I keep all the jewelry I own in a ballet pink Aspinal box. I've really taken time during the pandemic to consolidate and edit down my belongings. I'm really into investment pieces and started wearing larger stone rings and necklaces alone or mixed with minimal stacks. So I'd say my style is very curated and piece driven.
On her culture and how it influences her creative process..
I come from two ancient cultures and I've always felt like an old soul in my body.
The Poets of Persia taught me how to grace my awareness onto the fleeting moments and intimate details of life. Bending and expanding your perception is what art is all about.
The Chinese calligraphers and painters gave me lessons on balance, restraint, and visual aesthetics. What you leave out of a piece is just as important as what you put in.
I feel really lucky to be mixed raced. I inherited an openness to different possibilities of living early on. It's in that field of mental openness that creativity can thrive.
Describe your work in three words.
I'd like it to feel genuine, beautiful and eternal.
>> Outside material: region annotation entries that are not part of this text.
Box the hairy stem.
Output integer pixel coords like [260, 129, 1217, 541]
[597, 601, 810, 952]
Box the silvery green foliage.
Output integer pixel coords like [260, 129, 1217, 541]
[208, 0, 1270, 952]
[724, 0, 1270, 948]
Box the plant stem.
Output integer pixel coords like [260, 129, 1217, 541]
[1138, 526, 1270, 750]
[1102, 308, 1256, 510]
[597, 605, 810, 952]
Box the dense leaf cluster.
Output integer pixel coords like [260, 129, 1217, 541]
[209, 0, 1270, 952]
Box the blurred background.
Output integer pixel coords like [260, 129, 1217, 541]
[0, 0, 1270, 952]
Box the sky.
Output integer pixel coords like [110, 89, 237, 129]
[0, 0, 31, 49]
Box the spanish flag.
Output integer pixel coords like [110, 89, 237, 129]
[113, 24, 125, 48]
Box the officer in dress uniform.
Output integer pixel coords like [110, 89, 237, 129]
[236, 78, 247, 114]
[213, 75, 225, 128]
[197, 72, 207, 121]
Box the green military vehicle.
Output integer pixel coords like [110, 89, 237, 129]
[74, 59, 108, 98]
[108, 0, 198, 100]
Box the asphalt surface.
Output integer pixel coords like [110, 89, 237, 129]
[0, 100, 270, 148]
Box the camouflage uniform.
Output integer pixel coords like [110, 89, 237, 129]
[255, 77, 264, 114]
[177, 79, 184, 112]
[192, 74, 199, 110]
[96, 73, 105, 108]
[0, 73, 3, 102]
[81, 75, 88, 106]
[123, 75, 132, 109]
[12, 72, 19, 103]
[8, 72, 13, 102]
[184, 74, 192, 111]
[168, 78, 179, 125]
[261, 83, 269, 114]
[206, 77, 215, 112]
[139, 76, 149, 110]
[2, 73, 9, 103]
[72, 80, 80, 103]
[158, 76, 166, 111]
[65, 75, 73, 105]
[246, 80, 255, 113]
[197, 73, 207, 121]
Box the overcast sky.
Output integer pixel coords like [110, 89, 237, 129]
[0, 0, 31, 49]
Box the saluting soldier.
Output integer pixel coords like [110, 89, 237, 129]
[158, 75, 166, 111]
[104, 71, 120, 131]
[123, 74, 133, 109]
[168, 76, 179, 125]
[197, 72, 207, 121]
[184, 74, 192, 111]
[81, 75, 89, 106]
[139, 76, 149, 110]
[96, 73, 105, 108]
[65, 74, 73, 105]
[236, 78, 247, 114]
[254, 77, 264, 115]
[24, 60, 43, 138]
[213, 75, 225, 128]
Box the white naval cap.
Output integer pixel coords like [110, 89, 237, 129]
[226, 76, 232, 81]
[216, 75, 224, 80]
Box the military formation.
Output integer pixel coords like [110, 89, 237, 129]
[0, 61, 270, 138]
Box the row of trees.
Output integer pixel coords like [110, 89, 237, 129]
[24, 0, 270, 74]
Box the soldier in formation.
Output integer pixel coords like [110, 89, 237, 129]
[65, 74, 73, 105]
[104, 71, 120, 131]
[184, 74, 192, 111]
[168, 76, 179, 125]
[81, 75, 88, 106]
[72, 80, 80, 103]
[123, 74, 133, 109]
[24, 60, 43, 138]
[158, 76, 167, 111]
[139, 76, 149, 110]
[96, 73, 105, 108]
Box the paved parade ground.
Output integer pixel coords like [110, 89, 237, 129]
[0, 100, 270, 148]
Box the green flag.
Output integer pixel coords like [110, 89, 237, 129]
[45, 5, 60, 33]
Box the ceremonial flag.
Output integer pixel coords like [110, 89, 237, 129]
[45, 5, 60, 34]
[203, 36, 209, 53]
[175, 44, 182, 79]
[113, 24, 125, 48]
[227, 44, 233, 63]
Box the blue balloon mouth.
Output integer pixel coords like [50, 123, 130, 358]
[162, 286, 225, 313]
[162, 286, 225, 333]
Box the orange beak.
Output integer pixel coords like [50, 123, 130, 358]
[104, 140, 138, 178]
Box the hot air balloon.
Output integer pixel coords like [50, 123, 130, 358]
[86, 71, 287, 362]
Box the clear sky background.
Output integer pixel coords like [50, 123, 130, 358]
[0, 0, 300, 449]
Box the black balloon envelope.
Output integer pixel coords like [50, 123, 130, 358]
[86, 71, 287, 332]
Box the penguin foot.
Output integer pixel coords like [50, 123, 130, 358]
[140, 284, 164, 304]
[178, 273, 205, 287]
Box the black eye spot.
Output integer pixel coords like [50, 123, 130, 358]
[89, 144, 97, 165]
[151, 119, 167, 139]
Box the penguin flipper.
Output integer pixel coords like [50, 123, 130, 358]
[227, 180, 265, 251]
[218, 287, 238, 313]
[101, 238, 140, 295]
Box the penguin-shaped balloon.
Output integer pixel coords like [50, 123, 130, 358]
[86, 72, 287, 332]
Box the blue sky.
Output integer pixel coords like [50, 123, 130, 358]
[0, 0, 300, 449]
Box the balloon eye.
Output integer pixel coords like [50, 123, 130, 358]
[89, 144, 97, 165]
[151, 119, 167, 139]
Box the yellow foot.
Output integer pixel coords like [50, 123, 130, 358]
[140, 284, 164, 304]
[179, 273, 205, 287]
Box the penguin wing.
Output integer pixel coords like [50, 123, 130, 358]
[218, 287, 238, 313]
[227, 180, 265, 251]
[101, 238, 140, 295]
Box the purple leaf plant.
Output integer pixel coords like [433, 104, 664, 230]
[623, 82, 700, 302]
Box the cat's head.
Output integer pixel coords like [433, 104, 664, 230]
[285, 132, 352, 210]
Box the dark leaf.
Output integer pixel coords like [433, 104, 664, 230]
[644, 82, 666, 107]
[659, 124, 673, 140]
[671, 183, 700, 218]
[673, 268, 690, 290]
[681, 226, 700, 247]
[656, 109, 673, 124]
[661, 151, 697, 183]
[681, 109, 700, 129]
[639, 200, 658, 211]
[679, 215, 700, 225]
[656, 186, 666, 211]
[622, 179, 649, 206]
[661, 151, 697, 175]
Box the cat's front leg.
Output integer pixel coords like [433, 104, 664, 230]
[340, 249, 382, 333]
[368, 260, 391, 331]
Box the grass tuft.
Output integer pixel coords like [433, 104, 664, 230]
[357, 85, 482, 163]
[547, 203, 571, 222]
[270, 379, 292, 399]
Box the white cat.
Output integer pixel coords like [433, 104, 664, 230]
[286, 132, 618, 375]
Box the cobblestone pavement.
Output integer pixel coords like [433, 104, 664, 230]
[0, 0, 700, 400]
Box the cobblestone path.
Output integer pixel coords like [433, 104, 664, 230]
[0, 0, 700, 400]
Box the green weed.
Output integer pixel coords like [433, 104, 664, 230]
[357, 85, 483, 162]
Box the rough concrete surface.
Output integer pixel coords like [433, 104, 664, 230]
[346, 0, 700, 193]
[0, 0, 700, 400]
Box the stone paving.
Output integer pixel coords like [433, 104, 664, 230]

Where do you look for inspiration in LA and NYC?
It changes all the time since LA is massive but right now I'm on a floral kick with Little Tokyo, Flower District, Descanso Gardens, and the Huntington Library.
In New York I love browsing through Neue Galerie, MOMA, the MET , Doverstreet Market, and of course Catbird!
How will you be spending the holiday season?
My favorite way to celebrate is low-key in loose clothing , cooking, eating and being completely unfiltered with my loved ones.
And the bandana! How will you be styling it?
I am packing my lunches now since the studio is pretty secluded...I'm thinking a Furoshiki for my bentos - practical yet beautiful for everyday use. I hope everyone loves theirs!